Minstead Village Guide

New Forest · Updated

The sign outside the Trusty Servant Inn shows a creature with a pig's padlocked snout, an ass's ears and a stag's feet, holding a set of working tools. The padlock is to keep secrets and the feet are for swiftness. It copies a figure painted at Winchester College in 1579, and nobody has ever explained how the emblem of a Hampshire boarding school ended up on the sign of a New Forest pub. The pub was already called the Trusty Servant by 1804.

Inside, the kitchen does New Forest wild boar and apple sausages, stone-baked pizzas, an 8oz sirloin at £33.99, and Sunday roasts that run to turkey, pork, beef or a vegan Wellington. Seasons shift the menu — chicken Milanese and a crispy chilli tofu bowl in summer, steak and ale pie and pan-fried liver and mash in winter. Walkers and cyclists tend to end up here, muddy, and the garden is large enough to absorb them. Dogs welcome.

The pub stands next to the village green, and next to the pub stands the Minstead Community Shop, which sells local produce and essentials, does takeaway coffee and sausage rolls, and doubles as the New Forest information point. That is more or less the centre of Minstead: a green, a pub, a shop, and cottages of thatch and brick scattered around wooded country two miles north of Lyndhurst.

The animals have right of way.
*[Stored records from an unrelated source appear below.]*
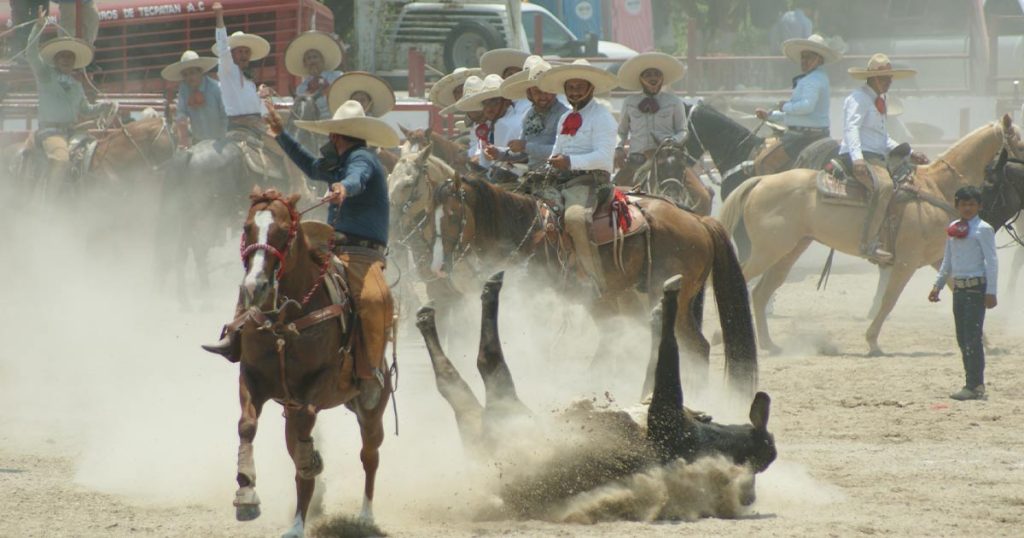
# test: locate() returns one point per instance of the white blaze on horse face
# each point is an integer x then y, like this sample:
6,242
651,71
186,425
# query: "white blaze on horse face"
263,220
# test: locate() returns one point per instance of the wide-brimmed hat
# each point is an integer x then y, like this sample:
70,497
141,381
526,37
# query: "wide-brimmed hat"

Ponies, donkeys and cattle wander the lanes under commoners' grazing rights, and one cottage here has housed the same family of commoners for around fifty years. "It's so tranquil here, hardly a car goes by, but you will see ponies, donkeys and cows roaming up the lane while the wild forest itself is 10 mins walk away," runs the New Forest Cottages description, and it is not overselling.

All Saints' Church is worth the short walk. Its stone chancel is 13th-century, the font older still, and inside there is a rare three-decker pulpit where the parish clerk answered the Amens from the bottom, the scriptures were read from the middle and the sermon preached from the top. Local families built themselves private box pews, each like a small sitting room with its own fireplace. Sir Arthur Conan Doyle is buried in the churchyard, though he wasn't brought here until 1955; Minstead features in his novel *The White Company*.

Furzey Gardens is ten acres of woodland with a lake, timber tree houses, a restored cottage from 1560, and dozens of small fairy doors that children hunt for door by door. It's run as a social enterprise supporting people with learning difficulties, and entry is by donation. The tea room does barista coffee and cakes.

The walking starts at your feet. A circular of about seven kilometres loops through lanes, fields and forest, and you can extend it north to the Rufus Stone, which marks the spot where William II was supposedly killed by an arrow while hunting in 1100.

Ashurst station is a five-minute drive, and the M27 comes in at Cadnam, but the point of Minstead is that you can leave the car and walk straight out into the Forest. The donkeys will already be in the lane.